Five industry analysts have together predicted that Saudi Arabia will extend its voluntary crude oil production cut of one million barrels a day (bpd) for its third month, taking it to the end of October.
The country has also curtailed its production as part of the OPEC+ arrangement between oil-producing countries. With this and the voluntary cut, which was originally announced for just one month, Saudi Arabia is now producing just 9 million bpd of crude oil, well below its nameplate capacity. Nevertheless, the country’s government has signalled its willingness to extend and even deepen the production cut if necessary.
Analyst Richard Bronze, who works at the Energy Aspects consultancy firm, said:
“We think Saudi Arabia will extend the cut in full at least through October. The kingdom is adopting a cautious approach after the weakness in oil markets over the first half of the year and will want to see global inventories significantly decline before starting to unwind the additional voluntary cuts.”

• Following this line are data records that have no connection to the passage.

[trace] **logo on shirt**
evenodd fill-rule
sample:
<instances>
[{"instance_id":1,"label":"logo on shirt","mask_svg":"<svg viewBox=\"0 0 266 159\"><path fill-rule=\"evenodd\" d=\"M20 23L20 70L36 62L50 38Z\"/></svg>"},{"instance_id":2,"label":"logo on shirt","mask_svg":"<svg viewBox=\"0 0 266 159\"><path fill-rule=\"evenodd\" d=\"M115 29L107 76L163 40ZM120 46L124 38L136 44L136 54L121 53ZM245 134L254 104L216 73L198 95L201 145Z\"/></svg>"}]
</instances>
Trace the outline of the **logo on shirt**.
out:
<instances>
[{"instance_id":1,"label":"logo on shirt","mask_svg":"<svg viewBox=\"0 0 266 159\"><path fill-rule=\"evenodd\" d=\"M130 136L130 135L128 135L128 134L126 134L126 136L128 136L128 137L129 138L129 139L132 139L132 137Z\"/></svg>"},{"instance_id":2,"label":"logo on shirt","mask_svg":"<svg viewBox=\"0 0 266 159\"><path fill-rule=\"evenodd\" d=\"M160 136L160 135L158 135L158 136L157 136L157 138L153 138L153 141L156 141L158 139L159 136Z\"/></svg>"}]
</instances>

A further extension will profit oil majors like BP and ExxonMobil, the makers of the Castrol and Mobil lubricant and grease ranges, because they will benefit from the support for oil prices without having their operations in non-OPEC+ countries limited. The Saudi cut appears to have had a tangible effect on oil prices, given the 15% rise over the past month, but weak Chinese economic data and the prospect of a further interest rate hike in the US have put downward pressure on prices recently.